Non era male, l’idea di esser “pronti alla vita”. Ci si poteva quasi credere. Poi basta mezzo pomeriggio di strade milanesi in fiamme con il più prevedibile dibattito che ne potesse sorgere (infiltrazioni, manganelli, Alfano, figlidipapà, Genova, la Diaz, Bolzaneto, i cappucci, i servizidordine, Fedez, i tatuaggidiFedez, gli errori di grammatica di Fedez, arrestiamolitutti, arrestiamoFedez, il manifestante intervistato a TGcom24 che voleva fare “bordello”, la mamma di Baltimora, la mamma di Fedez, la mamma di quello che voleva fare bordello ma qualcuno ci pensa a quella povera mamma?, gli hashtag di Severgnini, le ragioni della protesta, la tipa in posa davanti alla macchina bruciata, quelli che “erano solo 500”, …) e tutto si ridimensiona, a cominciare proprio dai i sogni.

Non siam per niente pronti. Alla vita, s’intende.
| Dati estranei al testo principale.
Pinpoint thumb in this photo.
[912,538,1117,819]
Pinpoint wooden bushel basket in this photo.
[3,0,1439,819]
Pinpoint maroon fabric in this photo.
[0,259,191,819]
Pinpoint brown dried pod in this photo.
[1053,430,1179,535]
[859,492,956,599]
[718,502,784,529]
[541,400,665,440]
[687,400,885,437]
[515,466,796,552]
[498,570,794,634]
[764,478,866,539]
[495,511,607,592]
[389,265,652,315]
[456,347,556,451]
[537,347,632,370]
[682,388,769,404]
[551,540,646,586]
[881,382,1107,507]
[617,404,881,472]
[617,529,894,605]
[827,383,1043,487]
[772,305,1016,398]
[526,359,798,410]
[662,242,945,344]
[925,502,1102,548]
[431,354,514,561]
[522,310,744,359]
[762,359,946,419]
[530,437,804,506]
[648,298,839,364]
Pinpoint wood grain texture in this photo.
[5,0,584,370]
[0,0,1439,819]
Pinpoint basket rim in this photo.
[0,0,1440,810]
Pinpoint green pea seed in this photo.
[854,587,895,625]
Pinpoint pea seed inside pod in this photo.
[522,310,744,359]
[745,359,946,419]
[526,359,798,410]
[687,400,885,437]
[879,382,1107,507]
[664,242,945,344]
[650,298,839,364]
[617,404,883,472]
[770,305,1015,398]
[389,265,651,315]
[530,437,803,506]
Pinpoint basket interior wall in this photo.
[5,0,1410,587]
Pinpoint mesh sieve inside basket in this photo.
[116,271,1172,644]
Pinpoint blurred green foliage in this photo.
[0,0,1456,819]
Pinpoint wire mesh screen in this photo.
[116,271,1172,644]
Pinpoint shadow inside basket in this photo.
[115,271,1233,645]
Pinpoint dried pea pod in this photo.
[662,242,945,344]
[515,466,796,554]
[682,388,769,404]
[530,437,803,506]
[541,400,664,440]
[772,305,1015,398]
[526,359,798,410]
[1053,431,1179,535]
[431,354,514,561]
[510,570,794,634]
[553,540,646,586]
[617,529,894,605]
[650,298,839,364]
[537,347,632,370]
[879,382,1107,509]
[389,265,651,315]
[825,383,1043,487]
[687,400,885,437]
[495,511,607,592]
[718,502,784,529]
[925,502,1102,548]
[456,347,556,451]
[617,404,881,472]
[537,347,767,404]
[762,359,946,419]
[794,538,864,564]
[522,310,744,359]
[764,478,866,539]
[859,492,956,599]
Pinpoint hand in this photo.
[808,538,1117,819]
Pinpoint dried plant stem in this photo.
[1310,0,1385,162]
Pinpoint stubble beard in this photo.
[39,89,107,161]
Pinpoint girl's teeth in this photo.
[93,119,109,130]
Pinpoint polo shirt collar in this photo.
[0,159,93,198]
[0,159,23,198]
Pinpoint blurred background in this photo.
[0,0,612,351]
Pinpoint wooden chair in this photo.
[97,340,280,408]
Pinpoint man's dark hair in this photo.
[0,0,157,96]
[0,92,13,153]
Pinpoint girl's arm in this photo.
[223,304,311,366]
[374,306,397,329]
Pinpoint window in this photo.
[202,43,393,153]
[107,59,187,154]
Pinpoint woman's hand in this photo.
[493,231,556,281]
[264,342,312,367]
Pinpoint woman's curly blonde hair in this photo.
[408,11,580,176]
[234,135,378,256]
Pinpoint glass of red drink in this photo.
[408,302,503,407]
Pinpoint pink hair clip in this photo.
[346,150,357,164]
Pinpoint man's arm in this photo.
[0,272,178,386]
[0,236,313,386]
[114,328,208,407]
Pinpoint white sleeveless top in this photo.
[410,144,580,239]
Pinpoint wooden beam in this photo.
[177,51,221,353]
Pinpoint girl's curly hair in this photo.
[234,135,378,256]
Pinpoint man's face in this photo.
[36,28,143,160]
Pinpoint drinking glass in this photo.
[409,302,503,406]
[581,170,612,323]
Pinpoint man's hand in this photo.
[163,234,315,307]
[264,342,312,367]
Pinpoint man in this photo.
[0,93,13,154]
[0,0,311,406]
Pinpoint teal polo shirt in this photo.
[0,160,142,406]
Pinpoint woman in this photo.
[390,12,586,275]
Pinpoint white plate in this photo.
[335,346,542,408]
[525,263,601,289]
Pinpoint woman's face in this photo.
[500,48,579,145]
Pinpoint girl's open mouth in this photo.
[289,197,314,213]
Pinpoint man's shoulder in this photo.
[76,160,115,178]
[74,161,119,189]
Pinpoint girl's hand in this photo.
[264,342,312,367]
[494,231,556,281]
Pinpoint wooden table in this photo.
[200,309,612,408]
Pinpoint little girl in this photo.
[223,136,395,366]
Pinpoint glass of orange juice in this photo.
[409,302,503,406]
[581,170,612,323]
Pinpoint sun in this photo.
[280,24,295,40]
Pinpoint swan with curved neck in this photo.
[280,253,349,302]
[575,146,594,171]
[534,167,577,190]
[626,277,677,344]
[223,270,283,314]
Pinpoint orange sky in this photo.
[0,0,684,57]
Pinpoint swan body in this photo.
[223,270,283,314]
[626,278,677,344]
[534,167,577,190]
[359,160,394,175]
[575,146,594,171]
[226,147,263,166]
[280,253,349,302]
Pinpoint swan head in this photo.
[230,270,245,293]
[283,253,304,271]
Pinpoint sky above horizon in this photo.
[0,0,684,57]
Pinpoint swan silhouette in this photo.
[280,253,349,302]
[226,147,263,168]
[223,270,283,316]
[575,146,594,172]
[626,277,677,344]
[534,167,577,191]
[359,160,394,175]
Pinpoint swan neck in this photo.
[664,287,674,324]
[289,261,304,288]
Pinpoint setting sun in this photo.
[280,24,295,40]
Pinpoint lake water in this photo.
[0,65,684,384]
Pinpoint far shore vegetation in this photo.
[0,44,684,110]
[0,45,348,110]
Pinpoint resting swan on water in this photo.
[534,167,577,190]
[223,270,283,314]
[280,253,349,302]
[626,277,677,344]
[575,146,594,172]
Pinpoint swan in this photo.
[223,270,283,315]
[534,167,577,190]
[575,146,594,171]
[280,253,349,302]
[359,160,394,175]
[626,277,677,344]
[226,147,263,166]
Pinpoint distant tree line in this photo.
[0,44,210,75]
Non è detto che non lo sia qualcun altro, però.

Come ad esempio le Skate Girls of Kabul fotografate da Jessica Fulford-Dobson, che con i loro colori sono riuscite a strapparmi dal nero dei cappucci e dal grigio delle parole, le nostre parole, in questo strambo primomaggio.

Nessun riassunto, ché si capisce tutto al volo. Quei visi sono più che sufficienti.

La prontezza alla vita, insomma, spiegata bene bene.

Per quando magari decidiamo di riprovarci.